Colman McCarthy, director of the Washington, D.C.–based Center for Peace Education, is a leading guru for these ideas. He thinks American schools are steeped in “violence education.” Kids read about nothing but war in their textbooks, he claims—a fact that reflects not war’s tendency to change history, but America’s soft spot for the smell of napalm. A discussion of Gettysburg? It just conveys the false lesson that the way to “solve conflicts is through fists, bombs, and nukes.” “We’re addicted to war,” explains Naomi Drew, a McCarthy devotee and New Jersey “peace-education consultant.” McCarthy won’t even vote, since the president swears to uphold the Constitution, “a violent document,” in the peace educator’s view, which—horrors—supports a standing army.

Instead of teaching violence, McCarthy, who gives about 100 talks a year at high schools and colleges across the country and who teaches regularly at seven of them, believes that schools should “teach peace.” He has edited two textbooks with essays by “peacemakers” like Gandhi and Dorothy Day; he estimates that more than 100 schools now use them. Demand for his textbooks would be much higher, he asserts, but “teachers have to teach to the test”—which presumably requires them to include questions about such warmongers as, say, George Washington and FDR.
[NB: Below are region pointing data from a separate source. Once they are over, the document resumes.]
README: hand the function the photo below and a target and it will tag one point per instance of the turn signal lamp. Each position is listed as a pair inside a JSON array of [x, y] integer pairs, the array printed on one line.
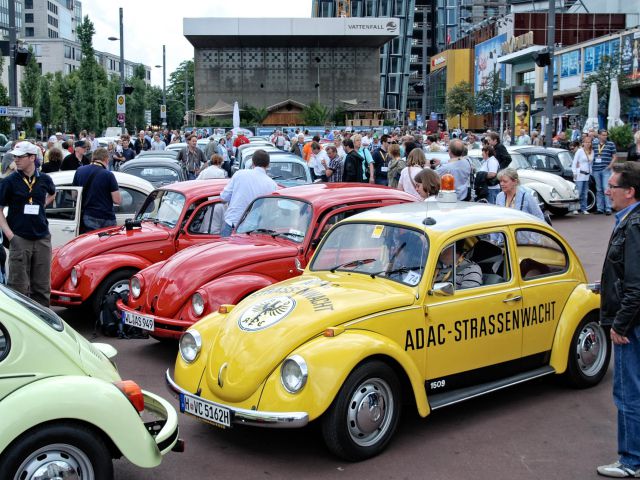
[[133, 392]]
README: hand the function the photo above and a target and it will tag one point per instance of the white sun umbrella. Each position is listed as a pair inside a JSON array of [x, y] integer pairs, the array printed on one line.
[[592, 121], [613, 119]]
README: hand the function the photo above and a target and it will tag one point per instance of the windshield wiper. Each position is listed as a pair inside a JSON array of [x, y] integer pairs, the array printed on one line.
[[353, 263], [395, 270]]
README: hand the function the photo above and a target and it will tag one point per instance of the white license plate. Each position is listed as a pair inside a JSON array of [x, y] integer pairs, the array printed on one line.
[[135, 320], [205, 410]]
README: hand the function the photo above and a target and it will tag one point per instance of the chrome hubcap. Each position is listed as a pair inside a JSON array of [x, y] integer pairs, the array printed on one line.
[[56, 462], [370, 411], [591, 349]]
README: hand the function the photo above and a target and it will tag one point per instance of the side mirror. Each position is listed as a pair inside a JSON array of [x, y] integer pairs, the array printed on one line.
[[442, 289]]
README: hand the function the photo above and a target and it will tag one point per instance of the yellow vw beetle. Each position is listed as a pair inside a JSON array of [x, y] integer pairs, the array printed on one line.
[[422, 304]]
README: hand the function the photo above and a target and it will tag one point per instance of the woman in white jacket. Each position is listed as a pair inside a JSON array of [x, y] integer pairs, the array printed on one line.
[[581, 166]]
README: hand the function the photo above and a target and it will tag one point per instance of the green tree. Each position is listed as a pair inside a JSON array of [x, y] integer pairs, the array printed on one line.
[[609, 69], [30, 93], [459, 101], [315, 114], [5, 124]]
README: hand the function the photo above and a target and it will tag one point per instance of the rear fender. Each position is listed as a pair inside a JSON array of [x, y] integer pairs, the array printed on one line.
[[86, 399], [580, 303], [330, 360]]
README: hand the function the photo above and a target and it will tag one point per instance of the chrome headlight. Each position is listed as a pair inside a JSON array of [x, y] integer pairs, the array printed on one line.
[[74, 276], [197, 303], [293, 374], [135, 286], [190, 345]]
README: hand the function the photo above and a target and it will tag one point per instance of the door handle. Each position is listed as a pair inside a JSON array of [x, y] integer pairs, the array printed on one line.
[[517, 298]]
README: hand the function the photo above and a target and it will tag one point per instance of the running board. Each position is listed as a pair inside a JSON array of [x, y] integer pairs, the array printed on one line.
[[444, 399]]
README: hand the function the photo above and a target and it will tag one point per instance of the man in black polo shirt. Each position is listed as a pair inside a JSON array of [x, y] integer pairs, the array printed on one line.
[[26, 192], [100, 191]]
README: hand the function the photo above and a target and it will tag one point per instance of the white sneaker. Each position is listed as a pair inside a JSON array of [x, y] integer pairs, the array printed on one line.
[[617, 470]]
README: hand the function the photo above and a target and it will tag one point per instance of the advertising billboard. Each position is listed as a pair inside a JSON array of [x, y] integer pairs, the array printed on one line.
[[485, 59]]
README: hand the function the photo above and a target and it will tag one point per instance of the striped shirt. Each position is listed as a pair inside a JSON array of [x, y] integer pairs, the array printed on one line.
[[603, 154]]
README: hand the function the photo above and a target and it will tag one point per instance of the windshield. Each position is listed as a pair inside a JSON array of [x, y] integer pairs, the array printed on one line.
[[393, 252], [162, 206], [519, 161], [277, 216], [156, 175], [565, 159]]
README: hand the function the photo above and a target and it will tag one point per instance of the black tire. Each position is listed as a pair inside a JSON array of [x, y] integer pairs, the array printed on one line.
[[114, 281], [75, 447], [349, 431], [589, 354]]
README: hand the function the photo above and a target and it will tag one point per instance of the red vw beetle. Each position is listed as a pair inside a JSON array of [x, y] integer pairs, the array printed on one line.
[[92, 266], [274, 241]]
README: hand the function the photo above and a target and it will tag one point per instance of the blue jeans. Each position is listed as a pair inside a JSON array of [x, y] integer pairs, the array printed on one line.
[[626, 396], [602, 178], [226, 230], [583, 191]]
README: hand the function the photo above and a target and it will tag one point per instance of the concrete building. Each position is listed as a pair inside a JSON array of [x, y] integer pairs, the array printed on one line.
[[261, 62]]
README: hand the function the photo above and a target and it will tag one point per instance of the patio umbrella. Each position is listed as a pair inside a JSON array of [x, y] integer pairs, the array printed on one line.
[[592, 121], [613, 119], [236, 117]]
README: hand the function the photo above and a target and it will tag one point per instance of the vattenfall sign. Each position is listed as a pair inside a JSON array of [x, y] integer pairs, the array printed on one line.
[[517, 43]]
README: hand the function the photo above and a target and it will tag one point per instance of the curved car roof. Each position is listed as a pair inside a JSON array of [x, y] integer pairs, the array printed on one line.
[[447, 218], [327, 194]]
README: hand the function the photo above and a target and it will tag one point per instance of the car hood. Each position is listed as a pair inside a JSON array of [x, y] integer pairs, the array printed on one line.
[[104, 240], [262, 330], [193, 267]]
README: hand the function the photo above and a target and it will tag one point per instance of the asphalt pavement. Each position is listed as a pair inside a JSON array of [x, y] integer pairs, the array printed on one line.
[[539, 430]]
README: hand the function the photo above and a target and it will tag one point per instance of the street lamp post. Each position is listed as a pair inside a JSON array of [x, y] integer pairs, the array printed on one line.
[[124, 130]]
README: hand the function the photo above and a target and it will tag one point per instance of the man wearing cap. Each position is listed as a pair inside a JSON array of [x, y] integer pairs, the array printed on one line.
[[26, 192], [78, 158], [100, 192]]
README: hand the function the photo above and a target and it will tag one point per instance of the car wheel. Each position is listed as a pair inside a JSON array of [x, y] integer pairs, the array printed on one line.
[[116, 282], [589, 354], [364, 414], [58, 451]]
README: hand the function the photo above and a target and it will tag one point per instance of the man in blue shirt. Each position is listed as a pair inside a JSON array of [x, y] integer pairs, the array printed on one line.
[[604, 156], [27, 192], [99, 193], [619, 306]]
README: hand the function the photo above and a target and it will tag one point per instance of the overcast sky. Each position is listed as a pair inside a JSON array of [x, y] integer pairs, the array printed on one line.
[[150, 24]]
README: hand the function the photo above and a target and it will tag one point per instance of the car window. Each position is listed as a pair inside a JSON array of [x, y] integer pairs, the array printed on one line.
[[63, 206], [474, 261], [4, 343], [539, 254], [131, 202], [208, 219]]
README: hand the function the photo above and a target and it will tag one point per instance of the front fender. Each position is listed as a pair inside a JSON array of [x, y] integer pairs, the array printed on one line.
[[330, 360], [581, 303], [85, 399], [95, 269]]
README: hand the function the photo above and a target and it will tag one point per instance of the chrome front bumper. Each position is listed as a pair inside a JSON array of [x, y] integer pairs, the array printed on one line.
[[254, 418]]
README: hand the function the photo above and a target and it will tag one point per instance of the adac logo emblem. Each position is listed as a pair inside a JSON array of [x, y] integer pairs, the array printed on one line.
[[266, 313]]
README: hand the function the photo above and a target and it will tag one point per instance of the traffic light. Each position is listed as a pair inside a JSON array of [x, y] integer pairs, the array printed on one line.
[[22, 56], [542, 58]]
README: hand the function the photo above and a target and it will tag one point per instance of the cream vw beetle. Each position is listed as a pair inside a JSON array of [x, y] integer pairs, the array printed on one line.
[[384, 316]]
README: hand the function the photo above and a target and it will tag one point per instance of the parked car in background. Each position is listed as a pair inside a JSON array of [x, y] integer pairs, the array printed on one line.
[[63, 213], [557, 161], [89, 268], [66, 413], [557, 195], [158, 170], [375, 324], [274, 241]]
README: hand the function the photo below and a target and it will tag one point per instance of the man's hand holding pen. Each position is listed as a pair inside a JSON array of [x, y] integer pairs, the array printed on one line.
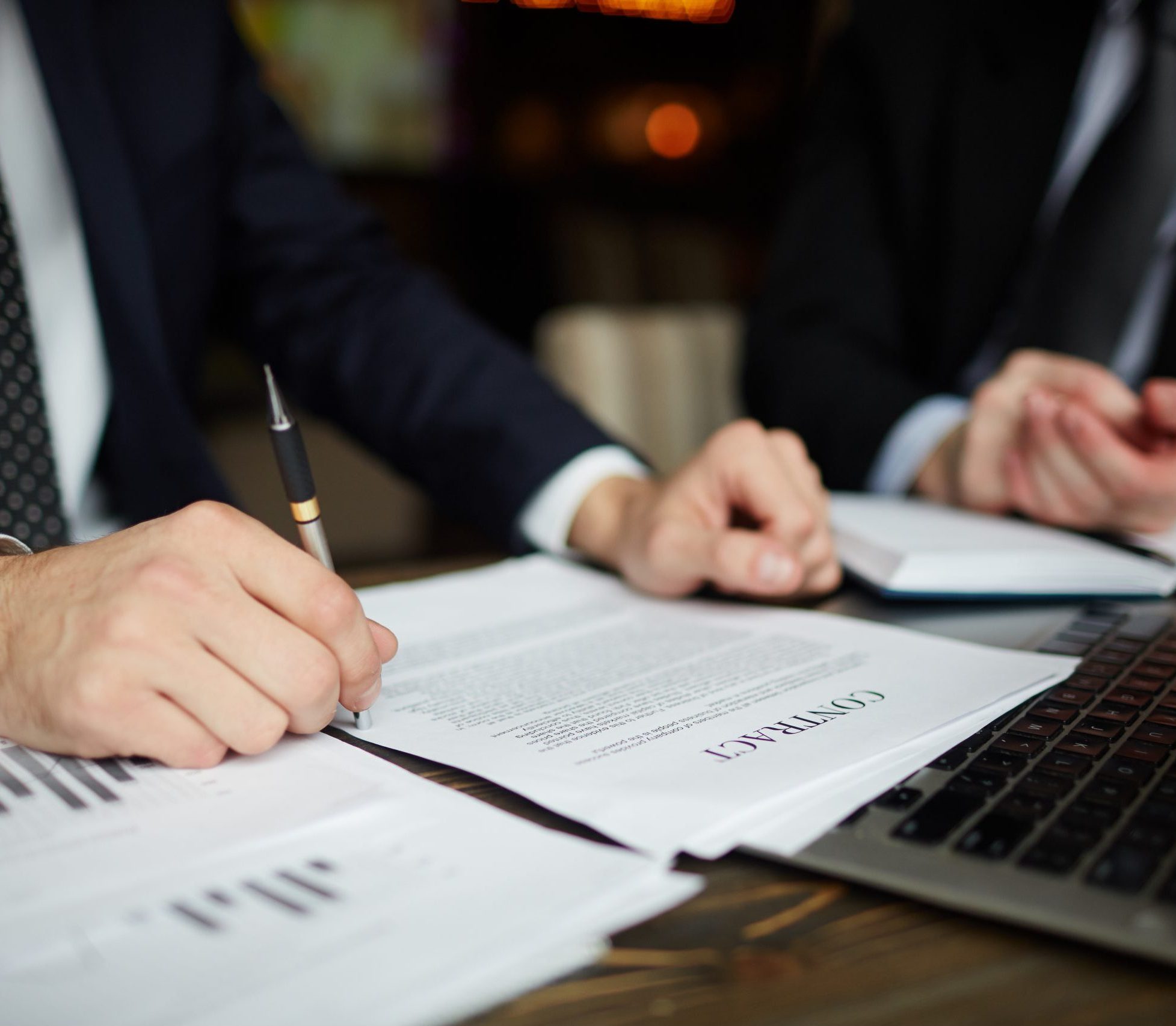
[[180, 639]]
The peace-ed solution to the world’s problems is—at best—unworldly in the extreme. For example, Drew, author of a conflict-resolution curriculum promoted by the New Jersey Bar Association and used in a number of New Jersey schools, offers advice on her website about what teachers should tell children who ask what America should do about a dangerous tyrant like Saddam Hussein. Military action is out of the question; instead, Drew writes, we should work “with our United Nations . . . to contain, even arrest, those who commit crimes against humanity, as we did with Slobodan Milosevic. He was captured and tried in the World Court and is now in jail.” She conveniently neglects to mention a little tussle called the Kosovo War, without which Milosevic might still be in power.

At worst, as in the Bush = Usama comparison above, the peace educators fail to make elementary moral distinctions, smushing all violence into the same muddled heap. “What is the most urgent concern for parents today?” asks the Atrium Society, a peace-ed organization, in another typical example of this tendency. Answer: “Bullying on the playground and on the battlefield”—as if there were no difference between the nasty jock shoving smaller kids up against the school lockers and a trained soldier risking his life to defend his country.

Fortunately, many teachers who call themselves peace educators don’t actually believe that reading about the Battle of Gettysburg will turn kids into thugs or that Milosevic was captured by a couple of Danes politely knocking on his front door. They’re mostly concerned with trying to civilize eight-year-olds prone to pummeling the dorky-looking class math whiz. Their methods—anger management, bully prevention, and so on—are benign enough.

Yet there are plenty of peace educators with far more global ambitions. And at least some kids really have learned to “think critically,” as these radical teachers often describe their goal. Last spring, Washington Post reporter Laura Sessions Stepp interviewed a number of D.C.-area students who wondered why the United States should go to war in Iraq when everyone knows you’re supposed to “use your words.” “My school was telling us not to call names or beat people up, and now we see the government bombing Iraq,” one high schooler huffed.

Peaceniks dream of eradicating evil through education—as if evil were merely a product of bad schooling. Fortunately, it’s likely that most kids will find far more truth in the noble battle against eternal evil depicted in The Lord of the Rings movies than in such crank theories.